Now, let me be clear: I am not saying that Booker did not pay his dues in the vineyards of local politics. He paid them -- working long hours on tough causes for desperate constituents. Nor am I saying that Booker's ivy league credentials place him somehow "outside" the Black community. (After all, civil rights legend W.E.B. DuBois succeeded at Harvard and then died of old age, long before Booker was even born. We have had Black ivy leaguers for generations.)

But the fact is that Booker's original power base lies outside of Newark -- and largely outside of Black America, altogether. This is what makes his ascension so unusual and, for some, bewildering. Older Black politicians would almost always cultivate a local Black base first, then grow out a national Black network and then reach out to other "rainbow" constituencies. (Think of Jesse Jackson Sr., from the 1960s to the 1980s.)

But Booker has worked his magic in reverse. He launched his career initially through traditionally "white" credentials and patronage networks. And then -- relying in part on the supporters he cultivated at Stanford, Oxford and Yale Law School -- he established a beach-head in a major Black city. And now he has risen up, to defeat the local Black establishment and even bring it to heel.

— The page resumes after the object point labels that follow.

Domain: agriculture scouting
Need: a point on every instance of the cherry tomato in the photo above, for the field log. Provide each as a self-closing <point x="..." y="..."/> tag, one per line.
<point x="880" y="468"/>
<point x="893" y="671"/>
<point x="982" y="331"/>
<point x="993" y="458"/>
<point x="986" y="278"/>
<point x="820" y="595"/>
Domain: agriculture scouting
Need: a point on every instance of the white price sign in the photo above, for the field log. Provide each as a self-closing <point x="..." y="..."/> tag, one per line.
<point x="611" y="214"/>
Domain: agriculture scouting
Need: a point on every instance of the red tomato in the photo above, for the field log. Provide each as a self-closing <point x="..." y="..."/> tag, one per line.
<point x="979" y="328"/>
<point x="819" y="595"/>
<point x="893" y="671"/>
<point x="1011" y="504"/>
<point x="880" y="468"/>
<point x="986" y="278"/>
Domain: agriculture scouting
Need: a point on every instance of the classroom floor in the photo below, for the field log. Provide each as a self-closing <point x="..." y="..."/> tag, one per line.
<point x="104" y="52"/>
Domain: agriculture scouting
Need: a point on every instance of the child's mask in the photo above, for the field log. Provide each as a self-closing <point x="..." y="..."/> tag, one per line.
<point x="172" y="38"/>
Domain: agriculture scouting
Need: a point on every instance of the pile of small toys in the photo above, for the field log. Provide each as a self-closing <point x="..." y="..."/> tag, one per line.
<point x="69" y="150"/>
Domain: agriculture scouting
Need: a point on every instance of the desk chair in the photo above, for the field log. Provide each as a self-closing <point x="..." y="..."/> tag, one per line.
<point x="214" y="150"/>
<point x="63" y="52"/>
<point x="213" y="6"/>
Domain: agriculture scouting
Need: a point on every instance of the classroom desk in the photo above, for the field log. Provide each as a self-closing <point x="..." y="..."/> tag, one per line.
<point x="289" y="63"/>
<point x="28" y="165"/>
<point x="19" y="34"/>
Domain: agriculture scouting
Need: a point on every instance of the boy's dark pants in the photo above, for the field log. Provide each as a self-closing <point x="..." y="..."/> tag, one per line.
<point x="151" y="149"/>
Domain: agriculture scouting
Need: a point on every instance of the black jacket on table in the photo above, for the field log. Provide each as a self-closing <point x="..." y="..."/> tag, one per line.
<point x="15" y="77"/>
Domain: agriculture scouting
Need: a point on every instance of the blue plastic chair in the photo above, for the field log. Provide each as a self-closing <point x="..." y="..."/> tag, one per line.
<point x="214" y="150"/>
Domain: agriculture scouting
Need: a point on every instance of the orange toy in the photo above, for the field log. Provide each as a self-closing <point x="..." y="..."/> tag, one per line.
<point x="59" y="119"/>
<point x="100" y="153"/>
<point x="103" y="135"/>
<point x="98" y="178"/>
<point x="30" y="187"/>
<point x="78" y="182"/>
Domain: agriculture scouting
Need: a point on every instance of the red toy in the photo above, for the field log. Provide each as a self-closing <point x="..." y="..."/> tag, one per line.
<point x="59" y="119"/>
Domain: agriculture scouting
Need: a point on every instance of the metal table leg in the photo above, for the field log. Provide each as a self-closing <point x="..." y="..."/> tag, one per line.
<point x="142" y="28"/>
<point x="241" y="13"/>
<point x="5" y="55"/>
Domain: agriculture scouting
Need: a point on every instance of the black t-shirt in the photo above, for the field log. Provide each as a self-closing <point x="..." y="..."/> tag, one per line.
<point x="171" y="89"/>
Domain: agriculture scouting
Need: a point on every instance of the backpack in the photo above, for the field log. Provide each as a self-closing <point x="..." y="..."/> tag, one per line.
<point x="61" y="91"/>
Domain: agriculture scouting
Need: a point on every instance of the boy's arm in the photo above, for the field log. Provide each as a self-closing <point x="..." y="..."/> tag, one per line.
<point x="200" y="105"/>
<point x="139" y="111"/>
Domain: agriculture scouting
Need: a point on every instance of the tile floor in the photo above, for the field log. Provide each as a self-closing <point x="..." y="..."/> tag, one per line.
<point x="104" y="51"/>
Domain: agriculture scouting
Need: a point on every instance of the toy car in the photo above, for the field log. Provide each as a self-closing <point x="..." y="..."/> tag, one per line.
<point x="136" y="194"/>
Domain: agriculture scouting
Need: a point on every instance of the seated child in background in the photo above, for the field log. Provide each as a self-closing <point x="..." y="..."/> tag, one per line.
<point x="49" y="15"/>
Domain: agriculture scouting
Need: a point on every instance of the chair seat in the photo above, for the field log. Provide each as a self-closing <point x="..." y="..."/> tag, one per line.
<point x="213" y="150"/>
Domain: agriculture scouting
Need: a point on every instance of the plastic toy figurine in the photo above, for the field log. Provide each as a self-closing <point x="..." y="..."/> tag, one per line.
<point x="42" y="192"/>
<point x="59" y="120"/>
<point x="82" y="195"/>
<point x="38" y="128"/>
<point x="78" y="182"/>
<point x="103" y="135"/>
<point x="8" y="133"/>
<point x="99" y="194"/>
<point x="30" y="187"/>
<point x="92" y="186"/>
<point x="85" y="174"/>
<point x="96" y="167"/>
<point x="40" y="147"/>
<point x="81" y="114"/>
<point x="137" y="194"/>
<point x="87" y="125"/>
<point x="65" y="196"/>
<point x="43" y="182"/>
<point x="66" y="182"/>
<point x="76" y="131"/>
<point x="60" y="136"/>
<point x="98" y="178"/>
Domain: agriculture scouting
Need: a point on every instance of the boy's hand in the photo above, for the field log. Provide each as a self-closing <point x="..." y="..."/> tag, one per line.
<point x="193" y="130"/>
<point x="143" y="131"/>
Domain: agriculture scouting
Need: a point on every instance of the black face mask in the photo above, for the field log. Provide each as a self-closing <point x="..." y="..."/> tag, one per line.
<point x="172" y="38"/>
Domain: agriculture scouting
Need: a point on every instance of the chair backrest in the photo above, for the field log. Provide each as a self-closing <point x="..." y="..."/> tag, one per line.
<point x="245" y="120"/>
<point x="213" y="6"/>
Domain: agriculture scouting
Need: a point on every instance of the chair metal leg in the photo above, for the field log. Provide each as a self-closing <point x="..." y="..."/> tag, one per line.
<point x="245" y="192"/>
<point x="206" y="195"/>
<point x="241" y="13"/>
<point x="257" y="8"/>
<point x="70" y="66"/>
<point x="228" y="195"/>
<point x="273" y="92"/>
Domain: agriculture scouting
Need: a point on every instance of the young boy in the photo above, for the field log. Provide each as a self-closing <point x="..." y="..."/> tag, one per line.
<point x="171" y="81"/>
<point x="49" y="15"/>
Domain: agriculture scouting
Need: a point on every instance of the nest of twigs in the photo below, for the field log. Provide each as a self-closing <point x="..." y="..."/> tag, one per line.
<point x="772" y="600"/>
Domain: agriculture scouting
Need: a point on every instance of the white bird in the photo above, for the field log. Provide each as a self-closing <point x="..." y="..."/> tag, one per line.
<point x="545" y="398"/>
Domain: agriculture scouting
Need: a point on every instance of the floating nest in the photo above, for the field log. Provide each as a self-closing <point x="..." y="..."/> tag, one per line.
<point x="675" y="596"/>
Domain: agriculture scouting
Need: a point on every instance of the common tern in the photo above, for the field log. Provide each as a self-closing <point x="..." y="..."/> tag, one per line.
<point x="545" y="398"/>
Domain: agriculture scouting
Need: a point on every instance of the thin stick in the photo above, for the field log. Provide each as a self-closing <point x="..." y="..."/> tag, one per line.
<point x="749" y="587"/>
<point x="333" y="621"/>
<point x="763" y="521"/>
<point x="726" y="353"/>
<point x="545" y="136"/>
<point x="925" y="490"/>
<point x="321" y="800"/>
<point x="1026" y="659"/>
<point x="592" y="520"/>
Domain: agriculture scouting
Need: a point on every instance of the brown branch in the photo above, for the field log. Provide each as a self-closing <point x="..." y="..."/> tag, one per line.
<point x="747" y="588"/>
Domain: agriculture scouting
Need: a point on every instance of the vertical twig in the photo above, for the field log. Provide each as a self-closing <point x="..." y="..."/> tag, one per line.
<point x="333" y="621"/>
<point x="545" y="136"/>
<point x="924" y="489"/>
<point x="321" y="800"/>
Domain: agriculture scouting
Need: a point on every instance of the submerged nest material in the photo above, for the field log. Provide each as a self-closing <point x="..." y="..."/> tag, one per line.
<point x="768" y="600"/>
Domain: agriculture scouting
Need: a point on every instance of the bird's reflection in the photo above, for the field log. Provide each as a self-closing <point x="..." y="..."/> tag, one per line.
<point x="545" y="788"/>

Booker's accomplishment is significant -- representing essentially a new path to power for a Black politician in the United States. It is a path that was not really open to earlier generations of Black politicians. And it is one that none of the new Black politicians has successfully navigated -- until now. Until Cory Booker.

That is why is is so bemusing to read the New York Times reporting, with a scowl, that Booker is building a local machine. Well, he certainly is. But that should come as no surprise. The brother had already built a NATIONAL one. All that's left for him to do now, is to wed the two -- and continue his ascent.

Of course, it remains to be seen whether Booker's rise bodes well or ill for the poor and embattled residents of Newark. But the fact that he has pulled it off at all is a truly remarkable feat.